Hal tersebut disampaikan Nezar Patria saat menghadiri Gala Dinner dan Serah Terima Amanah (Sertinah) Pengurus Komunitas Tangan Di Atas (TDA) di Jakarta Selatan, Sabtu 22 Agustus 2026, dikutip dari laman Komdigi.go.id.

Menurut Nezar, tingkat penetrasi internet nasional yang telah mencapai 80,6 persen menjadi modal penting untuk mendorong pertumbuhan ekonomi digital. Namun, fokus pemerintah saat ini tidak lagi hanya memperluas akses konektivitas, tetapi memastikan konektivitas tersebut memberikan dampak nyata bagi masyarakat, khususnya pelaku UMKM.

“Kalau dulu kita masih pakai bendera go digital, UMKM go digital, sekarang saya kira kita harus mengarah kepada go produktif dan go kompetitif,” ujar Nezar.

Ia menjelaskan, pemanfaatan platform digital harus mampu membantu UMKM meningkatkan efisiensi usaha, memperluas pasar, serta memperkuat kapasitas bisnis. Dengan pendekatan tersebut, pelaku usaha tidak hanya hadir secara digital, tetapi juga mampu meningkatkan kualitas produk dan layanan agar lebih kompetitif di pasar.

Nezar mencontohkan sejumlah UMKM yang berhasil naik kelas berkat pemanfaatan teknologi digital secara optimal. Bahkan, tidak sedikit pelaku usaha yang mampu memperluas jangkauan pasar hingga tingkat internasional.

“Ada banyak sekali contoh-contoh yang bisa kita lihat. Dengan adanya go produktif dan go kompetitif melalui platform digital ini, sejumlah UMKM naik kelas, sejumlah UMKM juga bisa besar. Dan ada banyak yang sudah go global juga,” katanya.

Selain pemanfaatan teknologi, Nezar menilai peningkatan produktivitas dan daya saing UMKM juga harus didukung kolaborasi yang kuat antarpelaku usaha. Menurutnya, pertumbuhan bisnis tidak dapat dicapai secara individual, tetapi membutuhkan ekosistem yang saling mendukung dan memperkuat.

Dalam konteks tersebut, filosofi Komunitas Tangan Di Atas (TDA) dinilai relevan dengan kebutuhan pengembangan UMKM saat ini. Semangat berbagi pengalaman, pengetahuan, dan peluang usaha menjadi faktor penting dalam menciptakan ekosistem bisnis yang sehat dan berkelanjutan.

Karena itu, Nezar mendorong komunitas TDA untuk terus memperkuat jejaring antaranggota serta membangun ruang kolaborasi yang memungkinkan pelaku UMKM saling bertukar keterampilan dan pengalaman, sekaligus membuka peluang bisnis baru.

Dengan dukungan ekosistem yang kuat, transformasi digital diharapkan tidak hanya menghasilkan lebih banyak UMKM yang terhubung secara daring, tetapi juga melahirkan pelaku usaha yang produktif, kompetitif, dan mampu bersaing di pasar global.

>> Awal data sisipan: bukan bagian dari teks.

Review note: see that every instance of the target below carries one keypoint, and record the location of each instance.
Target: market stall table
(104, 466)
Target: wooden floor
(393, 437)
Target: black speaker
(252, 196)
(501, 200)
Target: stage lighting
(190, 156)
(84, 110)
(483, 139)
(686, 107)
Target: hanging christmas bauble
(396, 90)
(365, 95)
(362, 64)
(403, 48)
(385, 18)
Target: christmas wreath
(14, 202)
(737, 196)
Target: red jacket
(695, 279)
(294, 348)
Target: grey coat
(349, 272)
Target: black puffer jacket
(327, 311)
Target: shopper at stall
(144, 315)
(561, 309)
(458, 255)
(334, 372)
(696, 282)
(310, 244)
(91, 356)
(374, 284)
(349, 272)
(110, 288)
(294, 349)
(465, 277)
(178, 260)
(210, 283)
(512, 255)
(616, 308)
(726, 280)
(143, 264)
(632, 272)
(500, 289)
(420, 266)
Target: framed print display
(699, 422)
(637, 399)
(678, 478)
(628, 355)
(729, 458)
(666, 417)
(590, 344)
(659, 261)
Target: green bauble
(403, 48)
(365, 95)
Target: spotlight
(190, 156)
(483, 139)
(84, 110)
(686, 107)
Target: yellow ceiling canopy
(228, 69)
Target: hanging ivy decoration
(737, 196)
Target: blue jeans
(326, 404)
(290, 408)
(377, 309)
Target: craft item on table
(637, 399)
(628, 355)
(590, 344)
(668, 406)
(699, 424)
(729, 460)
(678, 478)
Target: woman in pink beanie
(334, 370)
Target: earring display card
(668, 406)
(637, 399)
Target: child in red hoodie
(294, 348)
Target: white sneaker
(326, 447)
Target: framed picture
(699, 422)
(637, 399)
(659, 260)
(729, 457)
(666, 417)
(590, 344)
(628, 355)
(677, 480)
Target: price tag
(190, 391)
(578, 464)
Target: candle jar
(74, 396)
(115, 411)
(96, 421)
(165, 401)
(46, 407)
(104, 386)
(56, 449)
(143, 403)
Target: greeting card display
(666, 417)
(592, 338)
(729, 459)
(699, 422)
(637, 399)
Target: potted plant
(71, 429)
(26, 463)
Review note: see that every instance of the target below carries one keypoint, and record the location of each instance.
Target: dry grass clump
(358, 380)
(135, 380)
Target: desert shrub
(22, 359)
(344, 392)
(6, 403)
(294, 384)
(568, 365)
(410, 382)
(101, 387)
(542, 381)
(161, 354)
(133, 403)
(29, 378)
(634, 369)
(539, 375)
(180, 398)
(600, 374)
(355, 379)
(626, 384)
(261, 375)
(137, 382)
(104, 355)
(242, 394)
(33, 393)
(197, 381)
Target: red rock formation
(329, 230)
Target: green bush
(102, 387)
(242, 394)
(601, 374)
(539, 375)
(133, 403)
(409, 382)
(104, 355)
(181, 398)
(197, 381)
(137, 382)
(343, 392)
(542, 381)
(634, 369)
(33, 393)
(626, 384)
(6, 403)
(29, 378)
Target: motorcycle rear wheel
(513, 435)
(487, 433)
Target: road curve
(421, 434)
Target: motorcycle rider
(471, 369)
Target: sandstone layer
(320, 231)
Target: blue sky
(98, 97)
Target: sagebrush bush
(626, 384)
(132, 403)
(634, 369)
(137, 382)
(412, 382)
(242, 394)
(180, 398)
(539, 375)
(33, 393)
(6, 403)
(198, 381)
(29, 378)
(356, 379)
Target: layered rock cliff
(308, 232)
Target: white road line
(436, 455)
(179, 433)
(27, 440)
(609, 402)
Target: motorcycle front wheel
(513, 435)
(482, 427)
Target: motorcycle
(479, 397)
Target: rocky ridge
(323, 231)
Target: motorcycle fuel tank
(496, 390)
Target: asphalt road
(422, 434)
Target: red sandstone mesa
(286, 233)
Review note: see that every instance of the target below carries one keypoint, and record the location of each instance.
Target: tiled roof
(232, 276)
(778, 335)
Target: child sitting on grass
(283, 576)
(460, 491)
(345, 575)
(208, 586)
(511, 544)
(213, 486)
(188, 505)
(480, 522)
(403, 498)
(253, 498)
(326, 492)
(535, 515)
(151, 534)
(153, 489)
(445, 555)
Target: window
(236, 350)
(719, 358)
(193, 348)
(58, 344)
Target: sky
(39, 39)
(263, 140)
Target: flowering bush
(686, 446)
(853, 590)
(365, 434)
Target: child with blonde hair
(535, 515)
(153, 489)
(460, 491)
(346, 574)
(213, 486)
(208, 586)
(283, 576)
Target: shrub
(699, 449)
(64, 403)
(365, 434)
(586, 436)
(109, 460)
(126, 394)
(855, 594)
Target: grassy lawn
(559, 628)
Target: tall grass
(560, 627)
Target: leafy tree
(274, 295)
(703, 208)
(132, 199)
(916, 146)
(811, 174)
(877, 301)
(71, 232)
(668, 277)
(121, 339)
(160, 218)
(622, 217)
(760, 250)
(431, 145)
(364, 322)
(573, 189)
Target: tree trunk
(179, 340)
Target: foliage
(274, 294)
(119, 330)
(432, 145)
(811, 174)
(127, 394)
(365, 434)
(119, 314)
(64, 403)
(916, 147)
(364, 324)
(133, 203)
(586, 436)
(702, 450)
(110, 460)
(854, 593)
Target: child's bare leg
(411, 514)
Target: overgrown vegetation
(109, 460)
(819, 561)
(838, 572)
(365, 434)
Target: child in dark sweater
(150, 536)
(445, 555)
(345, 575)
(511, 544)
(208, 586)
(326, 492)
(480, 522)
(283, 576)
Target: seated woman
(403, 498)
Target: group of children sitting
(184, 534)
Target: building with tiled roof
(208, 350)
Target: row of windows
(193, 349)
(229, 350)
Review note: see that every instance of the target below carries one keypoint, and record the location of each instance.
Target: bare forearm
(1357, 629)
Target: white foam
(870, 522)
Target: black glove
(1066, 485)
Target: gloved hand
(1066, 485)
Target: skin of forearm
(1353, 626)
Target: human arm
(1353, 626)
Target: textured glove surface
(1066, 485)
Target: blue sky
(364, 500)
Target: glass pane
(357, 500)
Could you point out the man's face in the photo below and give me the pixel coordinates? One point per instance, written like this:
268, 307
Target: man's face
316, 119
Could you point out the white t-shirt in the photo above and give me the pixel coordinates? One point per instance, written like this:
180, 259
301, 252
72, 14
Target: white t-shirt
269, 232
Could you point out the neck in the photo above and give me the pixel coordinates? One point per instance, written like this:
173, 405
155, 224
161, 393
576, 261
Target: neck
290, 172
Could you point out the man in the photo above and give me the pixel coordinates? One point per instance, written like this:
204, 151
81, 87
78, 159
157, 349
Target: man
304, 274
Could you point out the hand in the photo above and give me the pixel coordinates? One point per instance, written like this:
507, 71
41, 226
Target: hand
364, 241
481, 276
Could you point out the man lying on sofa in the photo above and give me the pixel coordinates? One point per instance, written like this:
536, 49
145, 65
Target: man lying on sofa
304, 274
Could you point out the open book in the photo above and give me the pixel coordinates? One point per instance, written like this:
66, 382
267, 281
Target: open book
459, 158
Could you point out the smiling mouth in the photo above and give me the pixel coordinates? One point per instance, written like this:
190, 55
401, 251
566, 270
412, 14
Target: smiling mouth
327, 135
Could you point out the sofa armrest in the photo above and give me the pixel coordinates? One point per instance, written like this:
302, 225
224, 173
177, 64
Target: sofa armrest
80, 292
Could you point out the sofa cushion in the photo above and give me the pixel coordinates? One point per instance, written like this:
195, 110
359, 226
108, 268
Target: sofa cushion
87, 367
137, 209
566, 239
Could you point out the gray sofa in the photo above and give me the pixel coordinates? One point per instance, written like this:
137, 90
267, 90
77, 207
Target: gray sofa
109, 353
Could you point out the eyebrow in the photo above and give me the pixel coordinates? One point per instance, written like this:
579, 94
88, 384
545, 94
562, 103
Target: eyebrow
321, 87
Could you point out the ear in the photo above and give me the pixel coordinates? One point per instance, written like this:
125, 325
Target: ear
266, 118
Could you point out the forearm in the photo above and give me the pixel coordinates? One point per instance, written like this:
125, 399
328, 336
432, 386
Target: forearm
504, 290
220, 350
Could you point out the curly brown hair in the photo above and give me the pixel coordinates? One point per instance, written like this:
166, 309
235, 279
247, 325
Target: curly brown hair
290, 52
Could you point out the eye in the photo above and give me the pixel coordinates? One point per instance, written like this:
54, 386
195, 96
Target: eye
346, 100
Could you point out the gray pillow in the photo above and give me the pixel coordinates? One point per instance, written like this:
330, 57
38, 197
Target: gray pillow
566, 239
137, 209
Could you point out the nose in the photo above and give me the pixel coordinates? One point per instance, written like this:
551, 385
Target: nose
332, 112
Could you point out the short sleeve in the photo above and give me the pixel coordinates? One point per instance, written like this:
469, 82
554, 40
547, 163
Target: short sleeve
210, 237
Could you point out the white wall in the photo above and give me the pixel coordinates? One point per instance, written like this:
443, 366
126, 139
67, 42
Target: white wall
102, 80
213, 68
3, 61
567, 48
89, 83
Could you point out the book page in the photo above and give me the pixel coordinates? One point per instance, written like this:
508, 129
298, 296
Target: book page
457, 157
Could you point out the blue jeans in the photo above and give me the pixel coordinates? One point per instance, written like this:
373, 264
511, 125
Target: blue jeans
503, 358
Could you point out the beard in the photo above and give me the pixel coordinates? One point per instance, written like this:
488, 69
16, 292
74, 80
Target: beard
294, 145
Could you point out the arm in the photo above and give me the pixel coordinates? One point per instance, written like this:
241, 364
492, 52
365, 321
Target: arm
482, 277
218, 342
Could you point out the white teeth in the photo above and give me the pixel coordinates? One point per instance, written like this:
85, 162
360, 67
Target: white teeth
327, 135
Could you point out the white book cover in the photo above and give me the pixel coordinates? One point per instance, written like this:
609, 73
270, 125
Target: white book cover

Langkah tersebut menjadi bagian penting dalam memperkuat ekonomi digital Indonesia sekaligus meningkatkan kesejahteraan masyarakat melalui sektor UMKM yang lebih tangguh dan inovatif.

google-preference

Rekomendasi Berita

Berita Terbaru Lainnya

Memuat berita terbaru.....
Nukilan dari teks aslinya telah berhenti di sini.